Re-imagining electrical systems design
Capitalizing on current industry trends requires change. The electrical systems of modern automobiles, aircraft and industrial machines contain multiple networks, thousands of sensors and actuators, miles of wiring and tens of thousands of discrete components (figure 1). Designing these complex systems is a significant challenge in and of itself, but engineers now also must possess an understanding of how system requirements move into manufacturing and maintenance processes.
Added electrical components and sensors will require new wiring harness topologies to achieve optimal placement on the vehicle. New components will require new networks to capture and process their performance. Building the vehicles as safe as possible will demand new requirements to better fit the operating environment. And all of this needs to be done faster and more accurately than ever before, requiring new technologies to make it possible.

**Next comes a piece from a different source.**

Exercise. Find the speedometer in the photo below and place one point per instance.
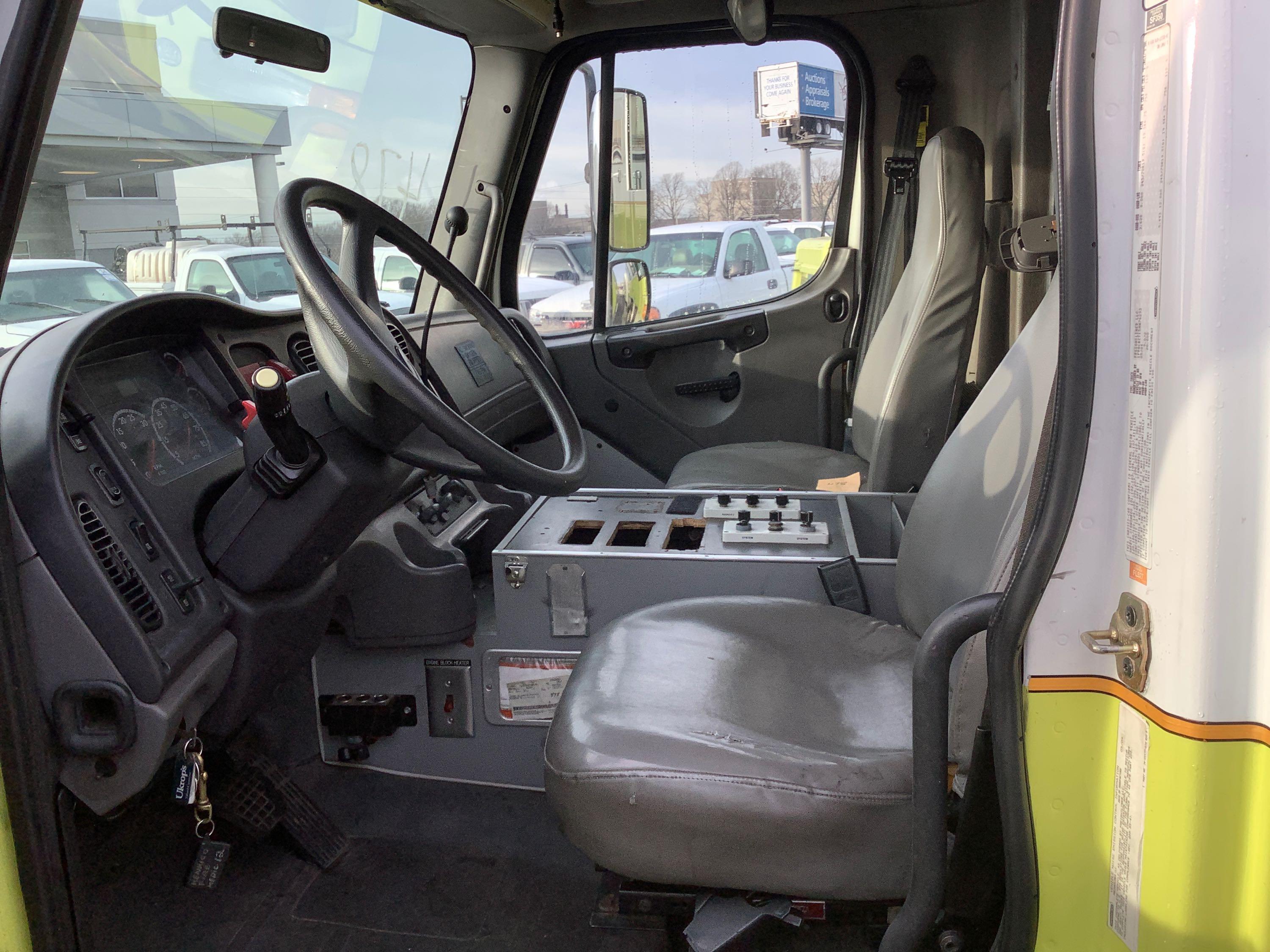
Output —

As a result, building the next generation of products will require meticulous traceability and improved organization. Automotive manufacturers, for example, no longer design a car and produce millions of copies. They design one of a billion, with unique vehicles rolling off the production line with unique configurations. Electrical distribution system (EDS) designs need to support these numerous product configurations while minimizing costs. Traditional EDS engineering methodologies still in use in many major industries are ill-equipped to manage this level of complexity. In particular, traditional engineering methodologies fall short in three ways: they create silos between engineering domains and abstractions, rely on labor-intensive manual processes and lack robust data continuity throughout the development flow.

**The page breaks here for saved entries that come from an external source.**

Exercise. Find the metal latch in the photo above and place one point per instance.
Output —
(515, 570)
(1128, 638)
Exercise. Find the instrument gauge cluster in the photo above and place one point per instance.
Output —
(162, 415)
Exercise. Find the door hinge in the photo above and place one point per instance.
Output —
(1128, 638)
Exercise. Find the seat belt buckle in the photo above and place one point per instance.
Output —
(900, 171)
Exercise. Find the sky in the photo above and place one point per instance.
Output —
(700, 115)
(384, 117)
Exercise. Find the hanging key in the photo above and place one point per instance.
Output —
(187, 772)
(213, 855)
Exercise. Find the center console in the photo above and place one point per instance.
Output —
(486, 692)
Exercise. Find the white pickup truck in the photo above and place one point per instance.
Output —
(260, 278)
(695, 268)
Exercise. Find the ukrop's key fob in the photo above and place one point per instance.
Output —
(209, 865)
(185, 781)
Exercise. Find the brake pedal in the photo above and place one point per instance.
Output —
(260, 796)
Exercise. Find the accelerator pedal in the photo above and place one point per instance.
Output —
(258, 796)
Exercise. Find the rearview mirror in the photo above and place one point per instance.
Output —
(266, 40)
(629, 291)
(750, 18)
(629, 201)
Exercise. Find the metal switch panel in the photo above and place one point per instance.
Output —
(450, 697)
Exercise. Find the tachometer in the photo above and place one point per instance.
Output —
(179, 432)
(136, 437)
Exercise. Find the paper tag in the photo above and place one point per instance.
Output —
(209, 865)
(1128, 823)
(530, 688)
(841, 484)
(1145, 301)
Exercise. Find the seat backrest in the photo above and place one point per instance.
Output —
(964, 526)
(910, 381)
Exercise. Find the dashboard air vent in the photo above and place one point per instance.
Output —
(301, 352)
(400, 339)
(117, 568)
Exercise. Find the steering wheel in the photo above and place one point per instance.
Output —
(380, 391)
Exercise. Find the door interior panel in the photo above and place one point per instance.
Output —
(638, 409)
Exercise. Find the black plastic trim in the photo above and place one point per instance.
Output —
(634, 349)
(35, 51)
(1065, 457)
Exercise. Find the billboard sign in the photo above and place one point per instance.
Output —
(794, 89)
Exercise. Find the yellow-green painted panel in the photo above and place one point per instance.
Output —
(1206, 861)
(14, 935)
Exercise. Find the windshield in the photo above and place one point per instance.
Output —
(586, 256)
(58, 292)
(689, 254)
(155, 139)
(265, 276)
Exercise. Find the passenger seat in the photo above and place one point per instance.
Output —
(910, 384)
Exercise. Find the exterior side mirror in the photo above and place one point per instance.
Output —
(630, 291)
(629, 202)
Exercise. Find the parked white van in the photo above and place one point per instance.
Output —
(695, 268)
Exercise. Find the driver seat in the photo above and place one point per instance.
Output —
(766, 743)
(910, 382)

Automotive electrical systems design flow
When tasked with designing an EDS and wiring harness for a new vehicle, there are four main stages to development for an electrical engineer. First, the engineer must define the electrical and electronic (E/E) architecture according to multi-domain requirements and the system-level architecture. For additional information on architectural definition, please download the whitepaper: The advantages of MBSE-driven E/E architecture development. Following the definition of the E/E architecture, development progresses through stages of detailed subsystem design (such as networks, software, and the EDS), verification and validation, and the creation of documentation for both manufacturing and service.
In a traditional engineering flow, these development stages are connected only through ad hoc interactions and manual transfers of engineering data or drawings. The various electrical domains and other engineering disciplines, such as mechanical and software, operate in silos with little to no visibility of the actions of other engineering teams.

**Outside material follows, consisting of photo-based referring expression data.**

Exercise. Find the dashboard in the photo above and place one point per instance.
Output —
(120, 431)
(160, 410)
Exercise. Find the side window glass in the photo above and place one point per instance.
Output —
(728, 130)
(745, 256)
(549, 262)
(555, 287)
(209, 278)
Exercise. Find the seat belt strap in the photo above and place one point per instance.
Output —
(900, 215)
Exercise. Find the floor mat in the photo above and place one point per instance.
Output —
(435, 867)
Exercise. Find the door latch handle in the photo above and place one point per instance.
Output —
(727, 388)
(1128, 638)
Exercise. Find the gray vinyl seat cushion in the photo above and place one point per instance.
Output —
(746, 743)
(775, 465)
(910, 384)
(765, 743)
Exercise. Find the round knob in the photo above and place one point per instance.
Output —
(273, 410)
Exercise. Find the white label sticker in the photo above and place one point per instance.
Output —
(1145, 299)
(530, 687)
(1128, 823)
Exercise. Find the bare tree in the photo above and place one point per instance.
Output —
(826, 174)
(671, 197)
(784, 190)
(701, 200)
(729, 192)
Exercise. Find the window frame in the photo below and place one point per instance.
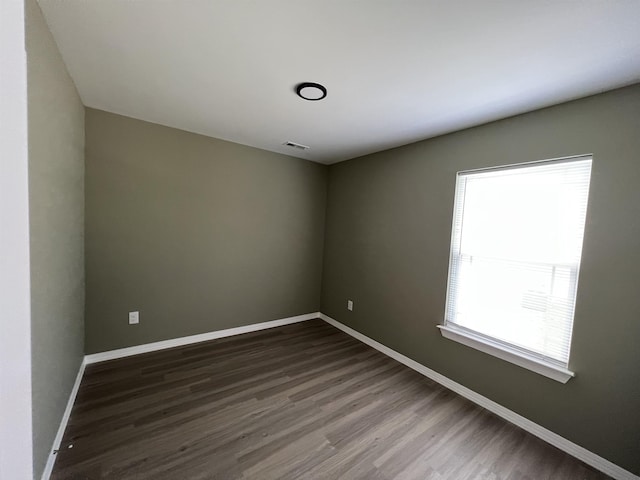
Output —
(504, 350)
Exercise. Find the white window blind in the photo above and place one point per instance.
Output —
(515, 255)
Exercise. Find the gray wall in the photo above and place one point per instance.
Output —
(387, 247)
(197, 234)
(56, 218)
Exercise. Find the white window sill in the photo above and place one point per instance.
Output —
(514, 356)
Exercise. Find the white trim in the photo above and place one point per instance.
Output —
(48, 468)
(203, 337)
(539, 431)
(513, 356)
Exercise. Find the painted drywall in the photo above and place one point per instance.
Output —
(16, 456)
(56, 222)
(196, 234)
(388, 230)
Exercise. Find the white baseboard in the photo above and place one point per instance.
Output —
(203, 337)
(48, 468)
(548, 436)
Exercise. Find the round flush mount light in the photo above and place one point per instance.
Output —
(311, 91)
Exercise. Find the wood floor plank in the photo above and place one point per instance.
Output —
(304, 401)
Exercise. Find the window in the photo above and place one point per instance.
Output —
(515, 256)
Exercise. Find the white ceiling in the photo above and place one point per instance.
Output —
(396, 71)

In contrast, a model-based approach allows engineers to seamlessly leverage data from each of these stages to drive downstream processes. The architectural definition can be used by network, software, electrical and harness engineers to derive the necessary inputs to begin detailed work in each domain. Likewise, the detailed design from each electrical domain can be used, enriched and built upon for each downstream area and can be used to generate manufacturing and service documentation. A robust digital thread means that engineers no longer have to exchange this data manually, improving accuracy and ensuring the traceability of data throughout the development flow. The implementation of a model-based flow with an advanced electrical systems engineering solution, such as Capital, brings additional automation, analysis and multi-domain collaboration capabilities.
Achieving the engineering efficiency, excellence and speed needed to bring innovative products to market requires a methodology that promotes collaboration, automates processes and features robust traceability. Model-based approaches, implemented with an advanced portfolio of engineering software, provides these capabilities. They create an unbroken digital thread from vehicle requirements to functions and all the way to physical components on the vehicle. Such robust traceability ensures that vehicles leave production fully verified and validated, meeting all requirements from the manufacturer, customers, and governing authorities. As products continue to become more complex, the traceability and accelerated development cycles provided by this model-based approach and generative design will prove crucial to success.